China Bans ‘Extreme’ Islamic Baby Names Among Xinjiang’s Uyghurs
Radio Free Asia, 20 April 2017
By Xin Lin — Chinese authorities in the northwestern region of Xinjiang have banned dozens of baby names with religious meanings that are widely used by Muslims elsewhere in the world, RFA has learned.Sources in Hotan, in the southern part of the region, had previously detailed a list of banned names in 2015, but the ban now appears to have been rolled out region-wide.
Islam, Quran, Mecca, Jihad, Imam, Saddam, Hajj, and Medina are among dozens of baby names banned under ruling Chinese Communist Party’s “Naming Rules For Ethnic Minorities,” an official confirmed on Thursday.
An employee who answered the phone at a police station in the regional capital Urumqi confirmed that “overly religious” names are banned, and that any babies registered with such names would be barred from the “hukou” household registration system that gives access to health care and education.
“You’re not allowed to give names with a strong religious flavor, such as Jihad or names like that,’ the official said. “The most important thing here is the connotations of the name … [it mustn’t have] connotations of holy war or of splittism [Xinjiang independence].”
Asked if names of Islamic scholars were acceptable, the employee replied: “Get him to change it; it’s the sort of thing that [could be regarded as] promoting terror and evil cults.”
Asked if Yildizay, a reference to the star and moon symbol of the Islamic faith, was acceptable, he said: “Actually the star and moon are a pagan symbol.”
“[Mecca] would be a bit over-the-top … I don’t think you could call someone Saddam, either,” he said in response to queries on those names.
“Just stick to the party line, and you’ll be fine,” he said. “[People with banned names] won’t be able to get a household registration, so they will find out from the hukou office when the time comes.”
“They have received training in this sort of thing over here [in Xinjiang] so they’re the experts [on what is allowed],” he said.
A source meanwhile told RFA that the safest names for Uyghurs are those that sound more “mainstream.”
“I have been talking to friends in Xinjiang about this, and they all say that any with potentially extremist overtones will be banned, but names like Memet … that you see everywhere are considered more mainstream by the Chinese Communist Party,” the source said.
Dilxat Raxit, spokesman for the exile World Uyghur Congress group, said the Chinese government is continuing to suppress traditional Uyghur culture by controlling what Uyghurs can call their children.
“In setting limits on the naming of Uyghurs, the Chinese government is in fact engaging in political persecution under another guise,” Raxit told RFA. “They are afraid that people with such names will become alienated from Chinese policies in the region.”

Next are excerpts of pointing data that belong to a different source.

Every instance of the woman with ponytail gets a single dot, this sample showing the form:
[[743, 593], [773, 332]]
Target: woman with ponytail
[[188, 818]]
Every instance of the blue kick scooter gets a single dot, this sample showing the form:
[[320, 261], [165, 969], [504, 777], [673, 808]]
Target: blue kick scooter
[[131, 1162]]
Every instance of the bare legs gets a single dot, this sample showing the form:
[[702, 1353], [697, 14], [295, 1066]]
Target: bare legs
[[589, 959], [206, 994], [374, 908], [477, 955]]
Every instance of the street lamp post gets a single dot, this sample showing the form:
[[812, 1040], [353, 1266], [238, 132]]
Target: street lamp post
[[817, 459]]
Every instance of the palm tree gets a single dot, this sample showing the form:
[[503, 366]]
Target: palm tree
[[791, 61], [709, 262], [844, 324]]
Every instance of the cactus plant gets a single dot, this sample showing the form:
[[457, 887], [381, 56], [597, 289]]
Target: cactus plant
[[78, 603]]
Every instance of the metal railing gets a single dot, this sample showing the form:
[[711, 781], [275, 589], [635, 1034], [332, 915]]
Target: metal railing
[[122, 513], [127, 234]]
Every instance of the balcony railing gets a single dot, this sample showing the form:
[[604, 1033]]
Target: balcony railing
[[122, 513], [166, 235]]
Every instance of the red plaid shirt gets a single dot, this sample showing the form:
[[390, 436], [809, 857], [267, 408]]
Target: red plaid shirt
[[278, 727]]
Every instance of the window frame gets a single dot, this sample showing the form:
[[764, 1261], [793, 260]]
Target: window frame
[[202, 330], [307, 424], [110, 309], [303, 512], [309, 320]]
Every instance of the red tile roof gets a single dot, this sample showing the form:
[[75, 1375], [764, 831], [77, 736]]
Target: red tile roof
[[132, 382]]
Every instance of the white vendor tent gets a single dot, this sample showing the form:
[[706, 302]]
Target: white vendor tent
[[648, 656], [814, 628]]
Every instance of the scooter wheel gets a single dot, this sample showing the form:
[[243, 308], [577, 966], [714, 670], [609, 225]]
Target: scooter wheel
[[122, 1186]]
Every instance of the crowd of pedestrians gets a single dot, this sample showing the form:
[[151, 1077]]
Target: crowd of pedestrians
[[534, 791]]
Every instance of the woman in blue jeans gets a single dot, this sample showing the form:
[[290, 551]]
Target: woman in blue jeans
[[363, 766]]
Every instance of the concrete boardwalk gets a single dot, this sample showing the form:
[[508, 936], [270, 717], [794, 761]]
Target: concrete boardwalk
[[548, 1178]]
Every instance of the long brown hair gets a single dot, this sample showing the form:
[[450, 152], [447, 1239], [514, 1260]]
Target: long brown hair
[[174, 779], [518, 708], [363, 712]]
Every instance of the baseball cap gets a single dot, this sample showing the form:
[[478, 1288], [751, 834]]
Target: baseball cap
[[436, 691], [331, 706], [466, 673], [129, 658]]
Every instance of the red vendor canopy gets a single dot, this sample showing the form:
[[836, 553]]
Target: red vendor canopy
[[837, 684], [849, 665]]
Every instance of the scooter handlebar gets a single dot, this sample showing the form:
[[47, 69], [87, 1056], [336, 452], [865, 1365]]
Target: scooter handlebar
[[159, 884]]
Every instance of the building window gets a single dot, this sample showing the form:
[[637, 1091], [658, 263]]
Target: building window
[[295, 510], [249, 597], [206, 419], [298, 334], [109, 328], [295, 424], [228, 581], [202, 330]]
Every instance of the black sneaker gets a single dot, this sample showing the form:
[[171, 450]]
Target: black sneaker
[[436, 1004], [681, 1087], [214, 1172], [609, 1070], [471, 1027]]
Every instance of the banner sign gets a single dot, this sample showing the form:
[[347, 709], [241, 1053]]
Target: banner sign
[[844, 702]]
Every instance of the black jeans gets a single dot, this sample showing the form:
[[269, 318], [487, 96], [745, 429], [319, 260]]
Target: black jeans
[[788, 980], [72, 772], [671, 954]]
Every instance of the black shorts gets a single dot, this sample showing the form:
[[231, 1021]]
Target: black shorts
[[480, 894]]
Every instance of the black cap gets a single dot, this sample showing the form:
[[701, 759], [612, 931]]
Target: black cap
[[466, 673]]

“Yildizay, for example, is seen by the Chinese government as carrying separatist connotations, to do with religion,” he said. “They are placing limits on Uyghurs’ religious beliefs.”
China has vowed to crack down on what it calls religious extremism in Xinjiang, and regularly conducts “strike hard” campaigns including police raids on Uyghur households, restrictions on Islamic practices, and curbs on the culture and language of the Uyghur people, including videos and other material.
While China blames Uyghur extremists for terrorist attacks, experts outside China say Beijing has exaggerated the threat from the Uyghurs and that repressive domestic policies are responsible for an upsurge in violence there that has left hundreds dead since 2009.
Last month, Xinjiang authorities fired an ethnic Uyghur official for holding her wedding ceremony at home according to Islamic traditions instead of at a government-sanctioned venue.
Salamet Memetimin, the communist party secretary for Chaka township’s Bekchan village, in Hotan (in Chinese, Hetian) prefecture’s Chira (Cele) county, was among 97 officials recently charged with disciplinary violations, according to an April 10 report by the state-run Hotan Daily newspaper.
Local residents said the woman was relieved of her duties for taking her marriage vows—known as “nikah” in Muslim culture—in her own home.
An official told RFA’s Uyghur service that home wedding vows could give rise to unsanctioned religious leaders promoting “deviant views that contradict ethnic unity and the sovereignty of the county.”
Reported by Xin Lin for RFA’s Mandarin Service. Translated and edited by Luisetta Mudie.